Constrain Swift extensions with protocols

Mar 28, 2019 · Follow on Twitter and Mastodon swiftprotocolsextensions

I love Swift’s type system and its extension model, but you have to use it with care. In this short post, I discuss how to keep your extensions from being exposed everywhere.

The Problem

A common use-case for Swift extensions is to extend types with additional functionality. For instance, this extension adds a center property to all CGRect values:

extension CGRect {
    
    var center: CGPoint {
        return CGPoint(x: midX, y: midY)
    }
}

This is a good extension, since it’s valid for all CGRect values. All rects could get it without it feeling strange or being invalid in certain contexts.

Sometimes, an extension is so “correct”, that it makes its way into the standard library. For instance, random(...) was a commonly used extension that was added in Swift 4.2.

Some extensions are however not valid or suitable for all instances of a type. For instance, consider this UIView extension:

extension UIView {
    
    private var key: String { return "shake" }
    
    func startShaking() {
        wobble(Int.max)
    }
    
    func stopShaking() {
        layer.removeAnimation(forKey: key)
    }
    
    func shake(_ numberOfTimes: Int) {
        let animation = CABasicAnimation(keyPath: "transform.rotation")
        animation.toValue = -Double.pi/128
        animation.fromValue = Double.pi/128
        animation.duration = 0.2
        animation.repeatCount = Float(numberOfTimes)
        animation.autoreverses = true
        layer.add(animation, forKey: key)
    }
}

Adding this to your app would make it possible to add a shake effect to all views in the app.

While it is technically valid, it’s not a good idea. Not only does it make it possible to shake views that should not be shaken, but these functions would bloat intellisense for all views.

To avoid this, you should restrict the scope of your extensions to ensure that they are only used intentionally. One way to do this is to use protocols to constrain extensions.

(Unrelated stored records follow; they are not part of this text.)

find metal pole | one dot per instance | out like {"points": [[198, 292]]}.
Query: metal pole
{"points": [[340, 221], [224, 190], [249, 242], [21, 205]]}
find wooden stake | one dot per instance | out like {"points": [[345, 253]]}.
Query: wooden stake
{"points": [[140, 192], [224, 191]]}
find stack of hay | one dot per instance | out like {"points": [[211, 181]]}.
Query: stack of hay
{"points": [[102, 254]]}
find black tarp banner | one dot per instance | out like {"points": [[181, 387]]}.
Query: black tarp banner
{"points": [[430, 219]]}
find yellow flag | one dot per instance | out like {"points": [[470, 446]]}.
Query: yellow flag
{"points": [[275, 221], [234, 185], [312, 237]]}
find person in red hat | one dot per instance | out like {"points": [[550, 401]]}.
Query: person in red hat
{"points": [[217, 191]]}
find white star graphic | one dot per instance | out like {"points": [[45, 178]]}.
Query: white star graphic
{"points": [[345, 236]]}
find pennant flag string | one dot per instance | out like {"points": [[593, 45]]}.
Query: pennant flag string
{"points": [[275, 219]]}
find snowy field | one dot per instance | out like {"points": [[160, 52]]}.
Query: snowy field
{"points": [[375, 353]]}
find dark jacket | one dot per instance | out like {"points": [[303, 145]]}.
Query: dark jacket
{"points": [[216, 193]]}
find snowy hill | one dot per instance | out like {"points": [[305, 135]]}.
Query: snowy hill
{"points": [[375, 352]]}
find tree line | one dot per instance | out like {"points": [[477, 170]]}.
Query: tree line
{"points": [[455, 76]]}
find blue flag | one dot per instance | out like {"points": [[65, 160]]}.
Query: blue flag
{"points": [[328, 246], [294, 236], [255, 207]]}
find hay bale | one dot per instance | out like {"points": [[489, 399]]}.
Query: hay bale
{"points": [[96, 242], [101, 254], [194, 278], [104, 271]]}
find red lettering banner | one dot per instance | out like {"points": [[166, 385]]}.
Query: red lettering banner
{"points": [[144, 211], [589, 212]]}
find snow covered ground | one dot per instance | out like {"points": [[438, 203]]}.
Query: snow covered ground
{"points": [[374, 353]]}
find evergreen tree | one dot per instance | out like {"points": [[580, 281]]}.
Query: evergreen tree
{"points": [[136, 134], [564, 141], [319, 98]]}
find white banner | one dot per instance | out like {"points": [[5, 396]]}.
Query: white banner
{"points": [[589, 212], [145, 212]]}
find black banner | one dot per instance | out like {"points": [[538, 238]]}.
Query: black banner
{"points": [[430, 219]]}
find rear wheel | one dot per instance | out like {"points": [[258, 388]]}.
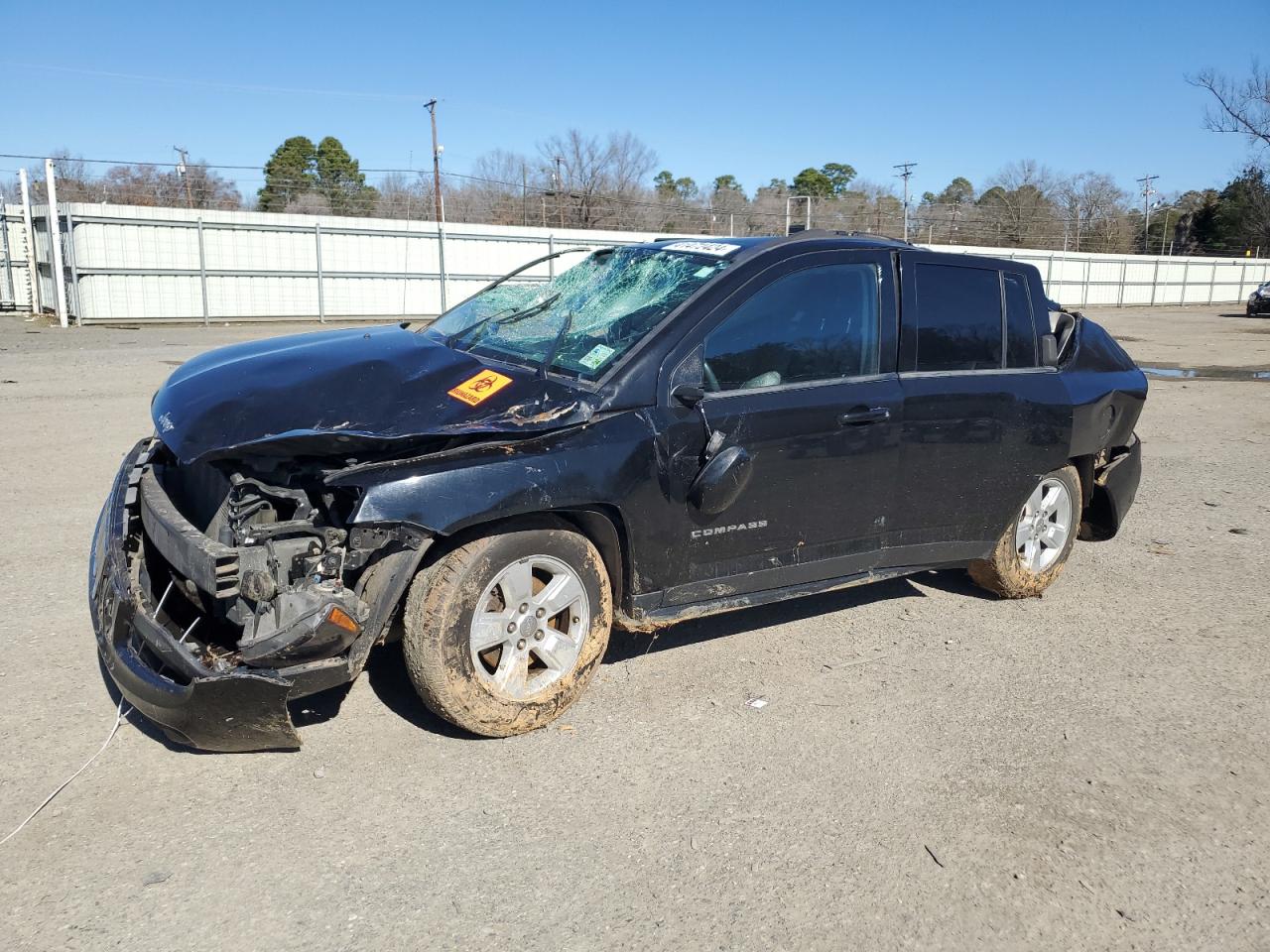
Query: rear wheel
{"points": [[1034, 548], [504, 633]]}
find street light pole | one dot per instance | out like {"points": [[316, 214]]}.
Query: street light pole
{"points": [[907, 171], [788, 213], [431, 105], [1147, 191]]}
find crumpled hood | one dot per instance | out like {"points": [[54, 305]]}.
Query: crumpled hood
{"points": [[340, 390]]}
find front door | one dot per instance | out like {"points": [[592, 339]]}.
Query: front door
{"points": [[798, 371]]}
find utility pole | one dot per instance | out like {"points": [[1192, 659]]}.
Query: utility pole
{"points": [[183, 173], [1147, 191], [907, 171], [431, 105], [559, 189]]}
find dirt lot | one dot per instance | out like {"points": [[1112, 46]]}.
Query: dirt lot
{"points": [[935, 770]]}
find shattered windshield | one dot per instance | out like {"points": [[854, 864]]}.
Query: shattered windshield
{"points": [[580, 321]]}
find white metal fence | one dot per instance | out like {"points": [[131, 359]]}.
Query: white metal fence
{"points": [[136, 264]]}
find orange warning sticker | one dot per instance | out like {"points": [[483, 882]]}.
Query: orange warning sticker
{"points": [[481, 388]]}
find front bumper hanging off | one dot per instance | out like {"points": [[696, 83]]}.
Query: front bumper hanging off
{"points": [[238, 710]]}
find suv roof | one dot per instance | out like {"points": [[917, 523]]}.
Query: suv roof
{"points": [[851, 239]]}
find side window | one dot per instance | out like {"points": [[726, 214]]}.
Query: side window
{"points": [[811, 325], [957, 317], [1020, 330]]}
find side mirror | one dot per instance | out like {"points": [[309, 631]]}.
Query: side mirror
{"points": [[720, 481], [689, 394], [1048, 350]]}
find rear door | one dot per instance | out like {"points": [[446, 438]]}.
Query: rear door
{"points": [[799, 372], [982, 420]]}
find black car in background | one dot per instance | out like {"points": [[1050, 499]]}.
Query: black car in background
{"points": [[659, 431]]}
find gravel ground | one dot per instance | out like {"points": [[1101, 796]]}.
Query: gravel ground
{"points": [[935, 770]]}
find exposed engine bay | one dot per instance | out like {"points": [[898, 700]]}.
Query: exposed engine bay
{"points": [[255, 570]]}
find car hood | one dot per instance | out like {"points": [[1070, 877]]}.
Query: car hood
{"points": [[341, 391]]}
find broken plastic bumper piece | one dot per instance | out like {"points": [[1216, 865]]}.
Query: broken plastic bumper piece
{"points": [[212, 707]]}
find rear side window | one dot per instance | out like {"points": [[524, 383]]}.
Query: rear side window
{"points": [[957, 317], [811, 325], [1020, 330]]}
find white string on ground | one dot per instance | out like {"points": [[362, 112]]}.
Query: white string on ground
{"points": [[118, 719]]}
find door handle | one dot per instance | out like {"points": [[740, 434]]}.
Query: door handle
{"points": [[861, 416]]}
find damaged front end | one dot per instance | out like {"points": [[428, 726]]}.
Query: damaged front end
{"points": [[220, 594]]}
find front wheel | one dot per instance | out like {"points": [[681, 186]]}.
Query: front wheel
{"points": [[1034, 548], [504, 633]]}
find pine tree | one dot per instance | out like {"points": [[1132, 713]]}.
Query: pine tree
{"points": [[289, 175]]}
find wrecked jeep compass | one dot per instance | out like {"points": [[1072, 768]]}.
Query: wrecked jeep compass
{"points": [[658, 431]]}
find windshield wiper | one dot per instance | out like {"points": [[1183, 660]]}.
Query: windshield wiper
{"points": [[549, 358], [509, 318]]}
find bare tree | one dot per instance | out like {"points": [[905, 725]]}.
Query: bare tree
{"points": [[598, 176], [1091, 206], [1242, 105], [1020, 199]]}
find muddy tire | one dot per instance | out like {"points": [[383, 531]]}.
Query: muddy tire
{"points": [[506, 631], [1033, 549]]}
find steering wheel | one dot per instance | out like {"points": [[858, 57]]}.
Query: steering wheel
{"points": [[711, 381]]}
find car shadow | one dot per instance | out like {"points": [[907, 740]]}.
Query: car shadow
{"points": [[386, 674], [955, 581], [625, 645]]}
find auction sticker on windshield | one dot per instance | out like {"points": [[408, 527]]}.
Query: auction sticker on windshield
{"points": [[702, 248], [481, 388], [597, 356]]}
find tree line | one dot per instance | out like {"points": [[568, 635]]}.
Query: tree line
{"points": [[615, 181]]}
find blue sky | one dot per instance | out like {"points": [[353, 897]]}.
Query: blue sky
{"points": [[754, 89]]}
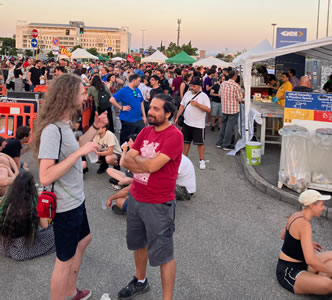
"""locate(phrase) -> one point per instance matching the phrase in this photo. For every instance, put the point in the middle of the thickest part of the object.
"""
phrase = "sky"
(212, 25)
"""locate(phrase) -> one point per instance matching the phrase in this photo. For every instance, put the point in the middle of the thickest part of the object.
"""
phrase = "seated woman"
(300, 270)
(23, 235)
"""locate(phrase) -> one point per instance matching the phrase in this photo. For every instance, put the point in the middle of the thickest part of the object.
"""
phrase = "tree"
(28, 52)
(75, 47)
(93, 51)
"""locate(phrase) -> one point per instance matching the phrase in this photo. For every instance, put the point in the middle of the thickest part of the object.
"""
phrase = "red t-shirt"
(158, 187)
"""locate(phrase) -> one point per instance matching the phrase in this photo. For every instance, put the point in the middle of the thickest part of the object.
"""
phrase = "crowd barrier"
(14, 115)
(3, 90)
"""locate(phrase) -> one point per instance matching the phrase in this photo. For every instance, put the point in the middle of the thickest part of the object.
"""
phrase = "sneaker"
(117, 210)
(82, 295)
(133, 289)
(228, 148)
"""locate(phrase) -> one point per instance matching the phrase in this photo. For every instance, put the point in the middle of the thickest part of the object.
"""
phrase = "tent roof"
(82, 53)
(319, 49)
(260, 48)
(181, 58)
(210, 61)
(156, 57)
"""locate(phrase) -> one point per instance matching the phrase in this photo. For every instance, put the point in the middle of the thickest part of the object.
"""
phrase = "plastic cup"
(93, 157)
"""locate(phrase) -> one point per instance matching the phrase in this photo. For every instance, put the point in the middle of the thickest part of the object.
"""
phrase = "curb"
(267, 188)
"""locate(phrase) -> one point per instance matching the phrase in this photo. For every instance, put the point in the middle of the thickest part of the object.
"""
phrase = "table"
(267, 110)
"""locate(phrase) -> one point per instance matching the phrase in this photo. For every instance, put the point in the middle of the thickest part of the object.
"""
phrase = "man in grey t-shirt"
(71, 227)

For instance, by adding a Shakeable protocol, we can constrain the extension to only apply to views that implement the protocol:

protocol Shakeable {}

extension Shakeable where Self: UIView {
    
    private var key: String { return "shake" }
    
    func startShaking() {
        shake(Int.max)
    }
    
    func stopShaking() {
        layer.removeAnimation(forKey: key)
    }
    
    func shake(_ numberOfTimes: Int) {
        let animation = CABasicAnimation(keyPath: "transform.rotation")
        animation.toValue = -Double.pi/128
        animation.fromValue = Double.pi/128
        animation.duration = 0.2
        animation.repeatCount = Float(numberOfTimes)
        animation.autoreverses = true
        layer.add(animation, forKey: key)
    }
}

This gives you total control over where extension can be used. It will also make the code cleaner and more intentional.